Annem benim...seni rüyamda görebilmeyi çok istiyorum ama nedense benim değil başkalarının rüyalarına giriyorsun...Arkadaşın görmüş seni rüyasında...Hiç konuşmuyor ama çok güzel gülümsüyormuşsun....Mutlusun öyle değil mi annem?...Canım annem benim...seni çok merak ediyorum ve hergece büyük Yaradanıma senin için dua ediyorum...Rahat ol annem,mutlu ol annem....Sen kendini çok yormuştun annem...şimdi dinlenme zamanı...yerinde dinlen annem...seni çok seviyorum...biliyorsun...

10 Haziran 2011 Cuma

GELİN...

Böyle dedi sevgili Çiğdem'im,annemin son yolculuğunun nasıl olduğunu ona anlattığımda...."GELİN" gibi uğurlandı benim meleğim ebedi evine...Erdek halkı ve arkadaşları yalnız bırakmadılar benim meleğimi... ne cenazesin de nede Mevlid'in de...Beni'de teselli eden bu ya...Acıları bitti ve anacığım dostları ile,onu sevenler ile uğurlandı büyük Yaratıcımın yanına...
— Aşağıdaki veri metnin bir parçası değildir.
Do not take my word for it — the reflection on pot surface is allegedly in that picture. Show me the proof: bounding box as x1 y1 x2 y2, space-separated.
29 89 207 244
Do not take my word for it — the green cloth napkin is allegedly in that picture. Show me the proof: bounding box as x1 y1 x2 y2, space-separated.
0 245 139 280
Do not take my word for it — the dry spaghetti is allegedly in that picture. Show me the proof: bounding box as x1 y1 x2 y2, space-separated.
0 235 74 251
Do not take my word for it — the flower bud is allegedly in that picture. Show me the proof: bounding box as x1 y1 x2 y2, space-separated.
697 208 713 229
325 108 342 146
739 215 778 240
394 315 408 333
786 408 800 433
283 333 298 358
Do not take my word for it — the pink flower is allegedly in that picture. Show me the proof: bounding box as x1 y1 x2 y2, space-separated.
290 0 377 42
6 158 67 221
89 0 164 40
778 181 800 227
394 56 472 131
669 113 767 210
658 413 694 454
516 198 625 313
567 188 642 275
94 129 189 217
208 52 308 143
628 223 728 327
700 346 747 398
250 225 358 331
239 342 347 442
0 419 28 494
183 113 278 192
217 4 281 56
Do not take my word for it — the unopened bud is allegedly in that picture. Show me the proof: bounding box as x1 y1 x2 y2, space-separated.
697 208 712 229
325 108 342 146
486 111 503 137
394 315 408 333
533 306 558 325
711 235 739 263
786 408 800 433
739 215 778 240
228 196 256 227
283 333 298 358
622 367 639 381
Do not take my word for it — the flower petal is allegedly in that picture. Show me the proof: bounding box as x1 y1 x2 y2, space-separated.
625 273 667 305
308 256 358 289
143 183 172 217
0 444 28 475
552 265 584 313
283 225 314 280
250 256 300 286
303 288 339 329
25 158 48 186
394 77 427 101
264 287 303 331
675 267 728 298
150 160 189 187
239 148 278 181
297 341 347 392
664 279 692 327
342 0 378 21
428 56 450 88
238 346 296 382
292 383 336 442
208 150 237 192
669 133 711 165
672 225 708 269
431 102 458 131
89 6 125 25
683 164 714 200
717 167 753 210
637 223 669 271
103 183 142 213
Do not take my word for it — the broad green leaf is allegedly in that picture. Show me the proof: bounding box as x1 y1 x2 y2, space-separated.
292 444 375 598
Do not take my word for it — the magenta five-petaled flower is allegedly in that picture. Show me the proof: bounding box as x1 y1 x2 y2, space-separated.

Dua etmiştim Yaradanıma..."Annemi o toprağa yerleştirene kadar onu başımın üstünde taşımamı nasip bana Allahım" diye...Şükürler olsun yarabbim....Aklımda kalmıştı....son gün evinde rahatsızlanmadan önce ona yeni bir elbise almış ve tırnaklarına oje sürmüştüm...Çıkaramamıştım ojelerini ama yıkanmadan önce yanına girip sildim ojelerini anacığımın...Öyle güzeldi ki...Ağlamamaya çalıştım cenazesinde ve Mevlid'inde...Ama Mevlid okunurken dayanamayıp sessizce gözyaşlarımı döktüğümde hissetim annemin omzuma dokunan elini...Tüm bedenim uyuştu o anda...Yanımda olduğunu hissettim ve onu üzmemek için tekrar ağlamamaya çalıştım...

Kalpleri bizimle olan herkese teşekkür ederim...Sevdiklerinizle birlikte sağlıklı günleriniz olmasını diliyorum...Annemi tanımasınızda emin olun ki o gerçek bir "MELEK"ti....

9 Haziran 2011 Perşembe

ACI...

Bandırma Devlet Hastanesin'de başlayan yolculuğumuz 08.06.2011 tarihi saat 23:50'de yine aynı hastanede sona ermiştir.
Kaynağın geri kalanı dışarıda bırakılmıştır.